Da dove nasce il prodigio di questa inventiva poetica? Certo si radica in tradizioni secolari, innanzi tutto quella persiana, assorbita da Bidel con quella araba fin dall’infanzia attraverso uno studio appassionato; la sua lingua materna infatti non era il persiano, ma la hindi. Proprio dalla letteratura indiana, anche in sanscrito – che aveva appreso come pure il turco e l’urdu – provengono d’altra parte suggestioni diverse, decisive per l’originalità e la varietà della sua produzione sterminata, che gli hanno assicurato le definizioni più contraddittorie, da mistico a materialista, da immaginifico a scientifico, da colloquiale a barocco. Nel Sinai si fondono così stilemi e convenzioni simboliche, retoriche, poetiche prettamente persiane, ma pure indiane classiche: immagini emblematiche come l’usignolo e la rosa già ricordati, lo specchio, la candela, la lacrima; eziologie fantastiche – le albe non sono che i resti di rossi crepuscoli spenti –, ma anche l’attenzione assoluta ai dati sensibili o la propensione a intensificare la realtà naturale oltre i confini del possibile (ma non dell’emozione): «… evviva quei monti sui quali il riflesso rosato del cielo diffonde il colore scarlatto di bei tulipani». Qui come altrove nell’opera, molto amati sono i riflessi, con il loro magico potere di congiungere all’infinito fra loro universi lontani.

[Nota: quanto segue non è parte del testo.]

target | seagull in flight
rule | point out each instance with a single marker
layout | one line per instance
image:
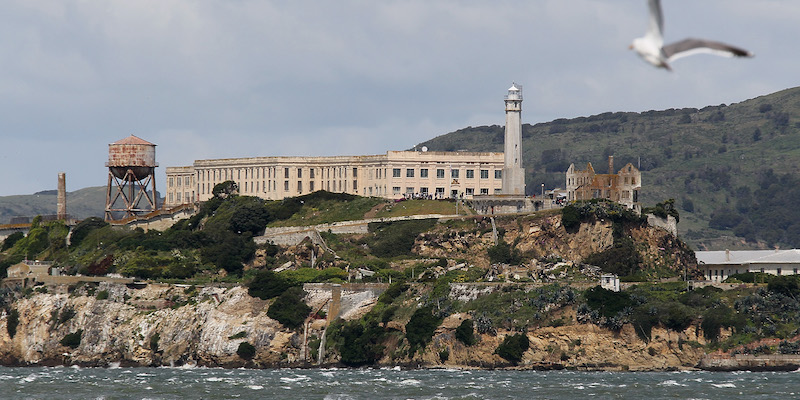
(651, 46)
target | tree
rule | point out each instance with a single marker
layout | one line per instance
(420, 328)
(513, 347)
(267, 284)
(289, 309)
(225, 189)
(465, 333)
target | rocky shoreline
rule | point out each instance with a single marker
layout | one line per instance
(169, 325)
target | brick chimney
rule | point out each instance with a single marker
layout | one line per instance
(61, 207)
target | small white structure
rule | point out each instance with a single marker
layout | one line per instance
(717, 266)
(609, 282)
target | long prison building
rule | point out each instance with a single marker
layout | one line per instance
(394, 175)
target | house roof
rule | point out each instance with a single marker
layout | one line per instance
(132, 139)
(742, 257)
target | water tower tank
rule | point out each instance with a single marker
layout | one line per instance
(134, 154)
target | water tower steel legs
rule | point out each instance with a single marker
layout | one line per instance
(136, 192)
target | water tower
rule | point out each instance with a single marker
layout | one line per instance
(131, 173)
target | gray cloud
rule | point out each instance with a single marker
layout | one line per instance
(206, 79)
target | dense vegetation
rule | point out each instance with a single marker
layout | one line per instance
(731, 168)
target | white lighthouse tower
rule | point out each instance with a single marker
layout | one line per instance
(513, 173)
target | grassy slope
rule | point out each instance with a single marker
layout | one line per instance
(686, 154)
(83, 203)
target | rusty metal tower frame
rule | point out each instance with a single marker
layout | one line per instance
(131, 173)
(132, 190)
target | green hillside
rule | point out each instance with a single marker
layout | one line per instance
(730, 167)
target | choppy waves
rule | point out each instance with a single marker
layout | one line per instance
(390, 383)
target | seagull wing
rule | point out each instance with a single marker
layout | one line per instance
(655, 30)
(691, 46)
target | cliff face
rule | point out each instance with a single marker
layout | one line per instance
(173, 325)
(581, 347)
(120, 330)
(140, 327)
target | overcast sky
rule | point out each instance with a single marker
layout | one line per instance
(221, 79)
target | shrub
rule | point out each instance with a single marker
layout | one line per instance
(246, 350)
(465, 333)
(420, 328)
(786, 285)
(394, 290)
(513, 347)
(503, 253)
(12, 322)
(83, 228)
(570, 218)
(289, 308)
(608, 303)
(72, 340)
(154, 338)
(267, 284)
(11, 240)
(240, 335)
(359, 343)
(444, 355)
(397, 238)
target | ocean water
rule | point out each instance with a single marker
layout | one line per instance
(53, 383)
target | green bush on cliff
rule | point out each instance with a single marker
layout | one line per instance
(465, 333)
(420, 328)
(12, 322)
(72, 340)
(504, 253)
(392, 239)
(246, 350)
(267, 284)
(513, 347)
(289, 308)
(359, 342)
(11, 240)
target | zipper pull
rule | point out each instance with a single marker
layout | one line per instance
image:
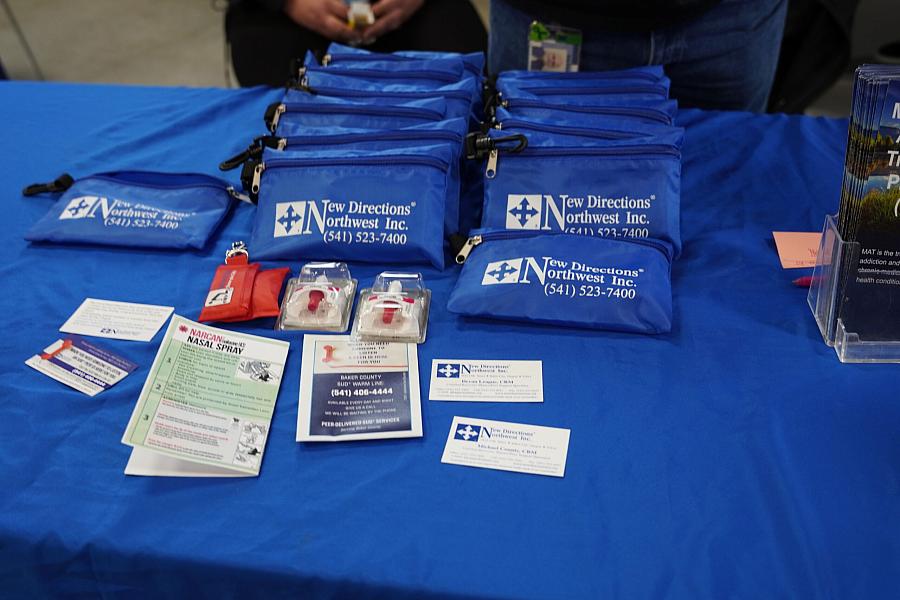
(237, 195)
(257, 175)
(464, 252)
(491, 171)
(273, 114)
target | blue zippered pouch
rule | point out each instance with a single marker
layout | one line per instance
(134, 209)
(458, 96)
(588, 92)
(645, 73)
(451, 132)
(292, 118)
(337, 54)
(660, 112)
(620, 94)
(606, 188)
(440, 71)
(599, 130)
(566, 280)
(383, 207)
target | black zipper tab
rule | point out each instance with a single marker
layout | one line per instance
(60, 184)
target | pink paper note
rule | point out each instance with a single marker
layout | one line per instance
(797, 249)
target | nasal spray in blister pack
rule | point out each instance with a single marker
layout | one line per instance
(319, 299)
(394, 309)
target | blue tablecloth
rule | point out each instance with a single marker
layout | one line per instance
(733, 457)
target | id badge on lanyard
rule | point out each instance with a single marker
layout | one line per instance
(553, 48)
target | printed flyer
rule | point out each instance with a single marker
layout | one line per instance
(356, 390)
(206, 407)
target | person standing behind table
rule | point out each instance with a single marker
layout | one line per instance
(265, 35)
(719, 54)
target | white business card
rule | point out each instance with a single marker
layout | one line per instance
(117, 320)
(507, 446)
(486, 380)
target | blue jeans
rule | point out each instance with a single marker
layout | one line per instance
(725, 59)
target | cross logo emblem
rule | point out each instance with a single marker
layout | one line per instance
(289, 217)
(448, 371)
(521, 212)
(502, 271)
(79, 208)
(467, 433)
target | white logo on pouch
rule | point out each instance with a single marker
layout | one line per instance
(81, 207)
(367, 222)
(290, 218)
(548, 212)
(532, 270)
(121, 213)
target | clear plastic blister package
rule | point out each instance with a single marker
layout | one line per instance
(319, 299)
(394, 309)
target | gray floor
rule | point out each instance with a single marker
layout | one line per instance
(181, 42)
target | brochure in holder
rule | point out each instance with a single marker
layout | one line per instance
(836, 265)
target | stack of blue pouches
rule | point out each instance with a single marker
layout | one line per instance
(363, 158)
(581, 213)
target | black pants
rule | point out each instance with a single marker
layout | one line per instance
(263, 42)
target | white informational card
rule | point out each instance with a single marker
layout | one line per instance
(206, 407)
(117, 320)
(356, 390)
(507, 446)
(486, 380)
(81, 365)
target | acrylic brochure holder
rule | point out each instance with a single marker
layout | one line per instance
(824, 301)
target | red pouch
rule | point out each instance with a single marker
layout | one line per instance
(230, 296)
(266, 289)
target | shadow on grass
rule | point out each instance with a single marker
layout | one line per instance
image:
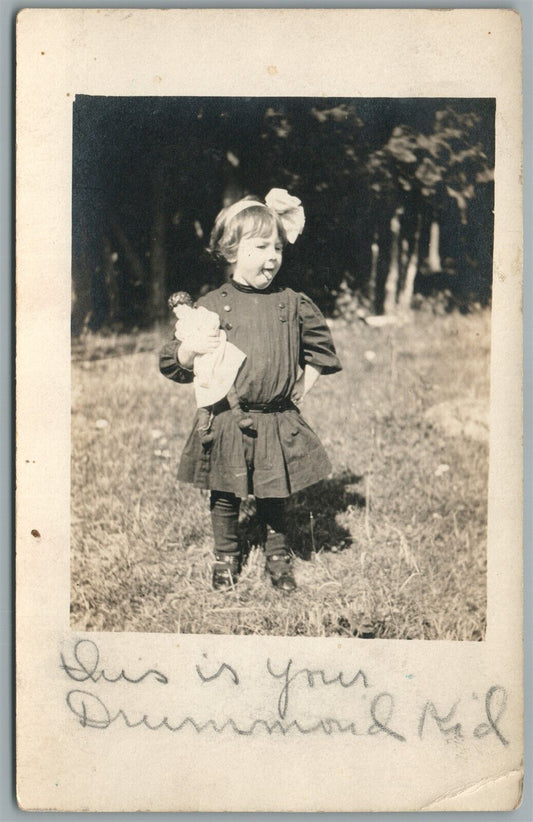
(312, 524)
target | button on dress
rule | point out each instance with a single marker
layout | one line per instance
(279, 330)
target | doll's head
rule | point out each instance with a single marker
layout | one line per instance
(180, 302)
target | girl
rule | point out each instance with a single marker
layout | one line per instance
(287, 345)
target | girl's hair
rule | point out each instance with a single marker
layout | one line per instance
(255, 221)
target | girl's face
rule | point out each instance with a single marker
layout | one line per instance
(258, 260)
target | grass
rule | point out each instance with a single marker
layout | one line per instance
(399, 528)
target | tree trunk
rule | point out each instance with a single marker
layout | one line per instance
(406, 296)
(130, 255)
(434, 241)
(394, 264)
(158, 264)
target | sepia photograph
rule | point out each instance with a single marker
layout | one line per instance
(281, 317)
(269, 407)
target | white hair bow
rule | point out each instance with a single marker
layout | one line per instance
(290, 211)
(288, 208)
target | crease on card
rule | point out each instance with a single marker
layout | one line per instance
(504, 780)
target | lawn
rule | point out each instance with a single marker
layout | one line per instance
(397, 544)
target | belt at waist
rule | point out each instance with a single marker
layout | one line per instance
(258, 407)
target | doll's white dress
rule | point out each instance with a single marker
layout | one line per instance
(215, 372)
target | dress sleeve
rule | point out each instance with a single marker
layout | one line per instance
(317, 344)
(170, 366)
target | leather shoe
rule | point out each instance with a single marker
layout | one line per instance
(226, 571)
(279, 568)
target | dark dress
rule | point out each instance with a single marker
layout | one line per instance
(278, 329)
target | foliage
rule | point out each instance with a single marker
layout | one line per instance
(150, 174)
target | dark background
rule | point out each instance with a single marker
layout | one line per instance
(151, 173)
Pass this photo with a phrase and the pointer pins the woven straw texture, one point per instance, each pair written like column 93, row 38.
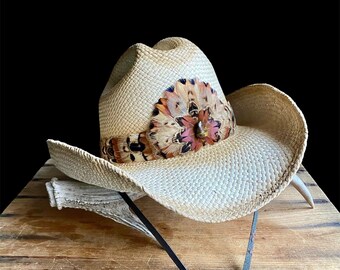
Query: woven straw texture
column 220, row 182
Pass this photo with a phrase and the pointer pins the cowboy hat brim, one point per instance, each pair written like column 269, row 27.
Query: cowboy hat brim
column 220, row 182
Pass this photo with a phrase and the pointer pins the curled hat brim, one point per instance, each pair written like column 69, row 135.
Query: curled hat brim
column 220, row 182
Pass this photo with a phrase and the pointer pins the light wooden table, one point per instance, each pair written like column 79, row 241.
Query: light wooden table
column 290, row 235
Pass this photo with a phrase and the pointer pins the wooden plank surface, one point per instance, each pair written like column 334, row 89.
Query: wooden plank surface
column 290, row 235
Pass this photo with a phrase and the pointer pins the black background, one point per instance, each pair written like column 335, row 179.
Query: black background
column 56, row 60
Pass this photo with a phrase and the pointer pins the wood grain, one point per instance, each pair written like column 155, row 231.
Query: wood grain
column 290, row 235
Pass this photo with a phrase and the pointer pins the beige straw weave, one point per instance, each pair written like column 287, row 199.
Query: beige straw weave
column 224, row 181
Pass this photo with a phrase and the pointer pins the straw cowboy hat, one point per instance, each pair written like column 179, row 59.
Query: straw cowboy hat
column 167, row 129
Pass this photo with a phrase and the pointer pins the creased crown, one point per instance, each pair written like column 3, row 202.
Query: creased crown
column 139, row 79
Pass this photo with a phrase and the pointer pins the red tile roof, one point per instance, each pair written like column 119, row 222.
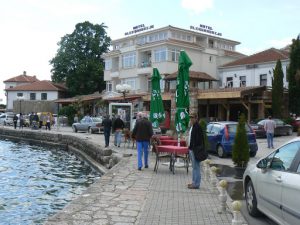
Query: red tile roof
column 193, row 75
column 43, row 85
column 22, row 78
column 269, row 55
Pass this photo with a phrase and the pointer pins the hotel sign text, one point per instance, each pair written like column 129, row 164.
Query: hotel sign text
column 139, row 28
column 206, row 29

C’è però, dietro alle grandi tradizioni letterarie che lo hanno nutrito, una matrice più profonda dell’originalità di Bidel, che asserisce con inequivocabile sintesi: «Solo stando lontano dall’io si sviluppa l'essenza interiore». E per dissolvere l’io che ottunde e divora lo spirito, quale via migliore della contemplazione della natura? Del resto, secondo la convinzione religiosa del poeta, di impronta mistica sufi, per unirsi al Creatore trascendente è richiesto all’uomo non di trascurare e disprezzare le parvenze terrene, ma di guardarle e conoscerle: perciò – come felicemente scrive Zipoli – «le bellezze del luogo assumono un aspetto traslucido che apre squarci verso il mondo divino». E noi – così recita un distico di Bidel da un’altra sua opera – «Siamo come riflessi, pura polvere, ma il peso dei sogni, / come stupore, non può che ancorarci sul fondo allo specchio».